What exactly is to be done when a charter school appears to be extremely successful at teaching students, but also appears to be funneling spending toward friends and family of its founder?

For Chino Valley Unified School District in California, the decision was apparently to shut the school down, despite a crowd of parents begging them to keep the school open. On Monday the district's school board voted unanimously to reject the bid to renew the charter for Oxford Preparatory Academy.

Oxford Preparatory ranked as the top K-8th grade school in San Bernardino County according to state testing and was the highest-scoring charter school in the county. But it had been plagued by accusations that founder Sue Roche had set up a series of companies with friends and relatives to "launder" money to them in exchange for services so that she could profit from her school.

The school has since cut ties with Roche, but the superintendent declared that the school "cannot be saved, and should not be saved. It is forever tainted," according to the Inland Valley Daily Bulletin.

Without downplaying whatever sort of financial improprieties might have happened (Roche's lawyer denies misconduct), could anybody out there imagine that a school board would ever declare a public school "forever tainted" due to bad behavior by a principal and simply vote to shut it down—despite excellent test scores and despite parents begging for it to remain open? It would never happen.

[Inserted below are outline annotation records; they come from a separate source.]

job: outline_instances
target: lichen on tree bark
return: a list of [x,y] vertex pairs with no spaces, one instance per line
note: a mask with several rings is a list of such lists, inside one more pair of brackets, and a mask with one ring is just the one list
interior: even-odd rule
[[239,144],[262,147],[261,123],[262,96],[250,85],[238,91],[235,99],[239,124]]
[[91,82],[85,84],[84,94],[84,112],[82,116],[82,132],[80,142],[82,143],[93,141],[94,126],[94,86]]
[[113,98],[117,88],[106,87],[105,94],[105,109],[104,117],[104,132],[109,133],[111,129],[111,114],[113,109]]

It's both a strength and a weakness of charter schools: They're easier to close when they perform poorly, but the system is susceptible to manipulation by public school system administrators with an agenda. Charter schools often have to fight the local school district to open in the first place, and then they will have to fight the system every step of the way as powerful public school interests will keep trying to find reasons to shut them down. By the media accounts, the rest of the administration of Oxford did not what know what Roche was doing, so the idea that it's "forever tainted" now makes no sense. And that's particularly true given that whatever financial corruption might have been happening obviously did not interfere with the school's performance.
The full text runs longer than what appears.